Skangas Fuels Its First Ship with Liquefied Biogas

Image Courtesy: Skangas

Skangas has supplied Furetank’s chemical/product tanker M/T Fure Vinga with liquefied biogas (LBG), representing the company’s first delivery of this renewable and environmentally friendly fuel to a marine firm. 

The fueling took place at the Port of Gothenburg, transferring the fuel directly from a tanker truck to the ship. The Swedish LBG was delivered to Furetank’s ship from Skangas’ parent company Gasum’s biogas facility in Lidköping.

The Fure Vinga was delivered from the shipyard in April this year and is one of two vessels in Furetank’s fleet powered by liquefied gas.

Together with partners, Furetank is building five further sister vessels to the Fure Vinga, all of which will be dual-fuel and can be powered by LBG when the fuel is available. The vessels will be trading in North Europe and will benefit from Skangas’ LNG supply network in the region, according to the company.

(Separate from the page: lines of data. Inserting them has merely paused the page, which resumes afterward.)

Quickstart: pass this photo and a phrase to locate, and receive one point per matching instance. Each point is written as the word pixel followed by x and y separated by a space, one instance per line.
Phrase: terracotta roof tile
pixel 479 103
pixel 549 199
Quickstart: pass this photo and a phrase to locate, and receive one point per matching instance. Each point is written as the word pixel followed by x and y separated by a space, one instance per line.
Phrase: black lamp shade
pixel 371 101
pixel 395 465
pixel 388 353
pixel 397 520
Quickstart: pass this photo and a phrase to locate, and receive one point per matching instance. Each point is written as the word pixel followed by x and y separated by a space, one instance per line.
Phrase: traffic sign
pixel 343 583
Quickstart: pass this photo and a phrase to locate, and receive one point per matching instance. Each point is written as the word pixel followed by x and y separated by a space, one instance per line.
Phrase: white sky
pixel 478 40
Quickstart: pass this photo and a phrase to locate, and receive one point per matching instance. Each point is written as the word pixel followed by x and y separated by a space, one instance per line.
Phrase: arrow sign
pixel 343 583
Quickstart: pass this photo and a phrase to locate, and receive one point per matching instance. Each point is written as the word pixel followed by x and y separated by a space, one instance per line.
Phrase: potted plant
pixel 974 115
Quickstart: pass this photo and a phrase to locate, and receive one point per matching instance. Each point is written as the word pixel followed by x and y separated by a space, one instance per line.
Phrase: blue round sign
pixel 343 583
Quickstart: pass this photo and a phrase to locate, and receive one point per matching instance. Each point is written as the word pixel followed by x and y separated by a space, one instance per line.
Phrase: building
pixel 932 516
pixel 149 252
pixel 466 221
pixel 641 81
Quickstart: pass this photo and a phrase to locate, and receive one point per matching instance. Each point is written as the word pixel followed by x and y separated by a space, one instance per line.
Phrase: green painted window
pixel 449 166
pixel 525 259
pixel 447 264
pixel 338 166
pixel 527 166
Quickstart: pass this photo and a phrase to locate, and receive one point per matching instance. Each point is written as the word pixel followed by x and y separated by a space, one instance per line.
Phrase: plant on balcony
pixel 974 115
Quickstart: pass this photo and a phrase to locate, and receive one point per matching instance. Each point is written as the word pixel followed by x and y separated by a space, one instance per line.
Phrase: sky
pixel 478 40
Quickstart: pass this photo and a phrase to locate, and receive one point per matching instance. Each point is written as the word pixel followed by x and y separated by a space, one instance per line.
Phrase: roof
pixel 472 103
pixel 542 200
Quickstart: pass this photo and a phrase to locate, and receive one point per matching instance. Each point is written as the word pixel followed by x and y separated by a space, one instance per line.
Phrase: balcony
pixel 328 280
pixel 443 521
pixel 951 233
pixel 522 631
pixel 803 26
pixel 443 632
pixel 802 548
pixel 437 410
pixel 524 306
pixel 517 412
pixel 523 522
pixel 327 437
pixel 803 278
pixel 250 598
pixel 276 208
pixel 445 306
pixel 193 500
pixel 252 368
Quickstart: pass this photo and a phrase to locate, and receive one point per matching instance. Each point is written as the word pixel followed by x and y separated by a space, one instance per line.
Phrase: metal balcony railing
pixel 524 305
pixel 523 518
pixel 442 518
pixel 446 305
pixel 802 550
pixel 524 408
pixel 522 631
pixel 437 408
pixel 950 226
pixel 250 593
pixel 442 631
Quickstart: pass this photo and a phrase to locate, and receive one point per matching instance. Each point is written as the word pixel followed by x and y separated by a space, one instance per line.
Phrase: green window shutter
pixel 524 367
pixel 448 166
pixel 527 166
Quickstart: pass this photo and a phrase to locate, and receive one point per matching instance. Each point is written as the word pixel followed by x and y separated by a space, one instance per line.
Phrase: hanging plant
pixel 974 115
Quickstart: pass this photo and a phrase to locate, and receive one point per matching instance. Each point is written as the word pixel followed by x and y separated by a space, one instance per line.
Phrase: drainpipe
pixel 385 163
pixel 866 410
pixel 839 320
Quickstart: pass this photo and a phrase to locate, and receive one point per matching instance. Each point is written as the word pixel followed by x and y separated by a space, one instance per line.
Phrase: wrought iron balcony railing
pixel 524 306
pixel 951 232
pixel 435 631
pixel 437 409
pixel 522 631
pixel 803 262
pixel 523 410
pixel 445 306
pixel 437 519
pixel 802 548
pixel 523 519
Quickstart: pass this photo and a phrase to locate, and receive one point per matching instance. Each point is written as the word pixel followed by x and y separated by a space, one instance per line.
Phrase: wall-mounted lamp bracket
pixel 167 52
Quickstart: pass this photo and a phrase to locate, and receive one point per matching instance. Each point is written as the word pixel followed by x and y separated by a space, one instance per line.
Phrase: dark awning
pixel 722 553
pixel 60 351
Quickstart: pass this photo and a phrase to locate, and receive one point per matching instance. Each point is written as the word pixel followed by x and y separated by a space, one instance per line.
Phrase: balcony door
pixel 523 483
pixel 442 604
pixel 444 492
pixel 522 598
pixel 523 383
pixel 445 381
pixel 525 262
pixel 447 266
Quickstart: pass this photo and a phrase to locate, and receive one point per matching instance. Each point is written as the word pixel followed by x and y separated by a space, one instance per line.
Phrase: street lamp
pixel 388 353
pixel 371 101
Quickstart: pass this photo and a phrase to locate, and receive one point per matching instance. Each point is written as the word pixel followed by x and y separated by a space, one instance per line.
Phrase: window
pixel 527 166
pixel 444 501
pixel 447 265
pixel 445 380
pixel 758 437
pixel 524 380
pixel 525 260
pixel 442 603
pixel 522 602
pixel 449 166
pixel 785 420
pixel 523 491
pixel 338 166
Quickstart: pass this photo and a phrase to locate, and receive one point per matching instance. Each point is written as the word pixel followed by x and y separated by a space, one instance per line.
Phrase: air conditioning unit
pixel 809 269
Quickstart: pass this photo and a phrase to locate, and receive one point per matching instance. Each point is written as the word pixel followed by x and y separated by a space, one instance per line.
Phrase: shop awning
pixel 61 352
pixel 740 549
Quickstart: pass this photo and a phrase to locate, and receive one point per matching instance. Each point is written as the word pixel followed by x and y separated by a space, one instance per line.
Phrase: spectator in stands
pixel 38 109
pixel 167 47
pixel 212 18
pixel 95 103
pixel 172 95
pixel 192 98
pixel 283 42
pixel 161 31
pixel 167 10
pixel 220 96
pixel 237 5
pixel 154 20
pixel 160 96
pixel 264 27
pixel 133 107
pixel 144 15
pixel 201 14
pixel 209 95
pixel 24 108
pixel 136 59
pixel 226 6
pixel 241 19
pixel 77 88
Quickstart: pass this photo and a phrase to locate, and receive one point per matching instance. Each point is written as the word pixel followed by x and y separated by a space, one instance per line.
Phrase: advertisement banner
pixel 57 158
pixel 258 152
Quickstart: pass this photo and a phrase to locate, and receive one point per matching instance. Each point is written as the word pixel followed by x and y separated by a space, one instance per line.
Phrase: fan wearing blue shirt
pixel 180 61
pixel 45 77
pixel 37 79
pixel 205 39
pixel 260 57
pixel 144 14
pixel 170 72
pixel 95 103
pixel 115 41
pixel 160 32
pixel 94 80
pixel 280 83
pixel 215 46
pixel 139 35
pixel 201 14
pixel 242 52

Further to the environmental benefits of using LNG instead of conventional bunker oils, LBG is also 100% renewable with no CO2 emissions. For running the engine, LBG has similar or better characteristics compared with LNG, Skangas said.

“Running vessels on liquefied natural gas is our contribution to a more environmentally friendly environment. We will, however, contribute by increasing the sustainability. Using liquefied biogas was a natural step in this direction,” Lars Höglund, CEO of Furetank, noted.

“No doubt LBG will be a clear option for us. It is proven by this operation that it can be available from our existing LNG supplier and not at least with the same quality as our current LNG fuel,” he added.

“This is the first time we are supplying LBG to a marine customer. However, it will not be the last. To be increasingly greener with the renewable biogas is possible because we use the same infrastructure that we’ve built throughout northern Europe. This means that LNG and LBG will continue to walk hand in hand as the availability of LBG on the market is on the rise,” Tommy Mattila, sales and marketing director in Skangas, commented.

Because the LNG and LBG mainly consist of methane gas, the existing LNG supply infrastructure can be used without any modifications. This means that the same trucks, ships, tanks and marine filling stations can be used for both products, as explained by the company.